OK, Y'all caught me I just now read the stickys after being a member for a few years, this is an awesome video 
Thanks Lance


----------



## brandonsc

awesome video


----------



## Davec9

Great video Lance...  that's great info man!


----------



## Sanbur in MO

That's Purdy good Coleman   Fergot you was from Ga    Trapperjohn from Mo


----------



## dgriffin0745

*Bear sign video*

I have been hiking all over several wmas and national forest trying to get my first bear. I've seen a few and found some sign but I really want to watch this video. I couldn't get the video to pull up... Any chance I can find it on YouTube or have you send it to me?


Thanks


----------



## dgriffin0745

This is some great information. I would love to watch the video, but it will not load for me. Is there any chance it is on YouTube or is there another link for it?

Thanks


----------



## Yotes

I can't see the video on my phone


----------



## Dsherrer711

Can anybody help me find a way to watch this video?
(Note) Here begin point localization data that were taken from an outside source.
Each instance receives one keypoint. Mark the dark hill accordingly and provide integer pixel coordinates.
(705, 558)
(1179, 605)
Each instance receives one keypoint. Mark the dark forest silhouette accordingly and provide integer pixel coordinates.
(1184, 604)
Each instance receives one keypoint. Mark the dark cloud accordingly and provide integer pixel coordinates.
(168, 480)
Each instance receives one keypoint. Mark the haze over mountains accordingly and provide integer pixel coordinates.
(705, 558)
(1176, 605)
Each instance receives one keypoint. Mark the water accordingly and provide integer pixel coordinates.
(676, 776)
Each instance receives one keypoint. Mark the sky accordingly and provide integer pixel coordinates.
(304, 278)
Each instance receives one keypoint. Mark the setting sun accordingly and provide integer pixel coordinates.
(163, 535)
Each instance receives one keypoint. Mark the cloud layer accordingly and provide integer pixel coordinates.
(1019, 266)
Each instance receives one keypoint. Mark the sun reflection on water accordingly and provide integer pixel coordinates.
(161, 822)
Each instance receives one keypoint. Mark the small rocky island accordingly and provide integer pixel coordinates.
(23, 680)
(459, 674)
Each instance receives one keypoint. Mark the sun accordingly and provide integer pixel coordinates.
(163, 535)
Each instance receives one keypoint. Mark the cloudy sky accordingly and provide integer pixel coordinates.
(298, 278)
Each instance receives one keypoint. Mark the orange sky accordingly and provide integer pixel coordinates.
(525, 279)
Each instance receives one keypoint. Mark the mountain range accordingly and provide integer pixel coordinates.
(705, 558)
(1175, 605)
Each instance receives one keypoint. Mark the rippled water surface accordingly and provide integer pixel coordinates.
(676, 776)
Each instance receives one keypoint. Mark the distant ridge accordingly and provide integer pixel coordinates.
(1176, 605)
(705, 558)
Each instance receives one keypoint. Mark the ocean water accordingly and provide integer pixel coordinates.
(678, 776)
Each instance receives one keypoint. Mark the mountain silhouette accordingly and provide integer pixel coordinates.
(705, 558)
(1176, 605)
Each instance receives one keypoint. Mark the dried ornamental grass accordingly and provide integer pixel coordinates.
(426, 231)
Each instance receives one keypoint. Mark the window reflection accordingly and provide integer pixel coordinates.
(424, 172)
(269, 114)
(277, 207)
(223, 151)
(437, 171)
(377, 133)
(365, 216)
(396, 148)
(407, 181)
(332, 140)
The link doesn’t work and the video is not embedded. Would really appreciate any help.


----------



## Etoncathunter

Dsherrer711 said:


> Can anybody help me find a way to watch this video?
> 
> The link doesn’t work and the video is not embedded. Would really appreciate any help.


I think the video is gone. If I read the link right it's from one of those old file/image/video sharing sites. From the old pre YouTube days. Stuff didn't stay there permanently like it does on YouTube. They were always purging old accts to free up server space.


----------



## Dsherrer711

10-4 I figured it’s long gone. Thanks anyway!


----------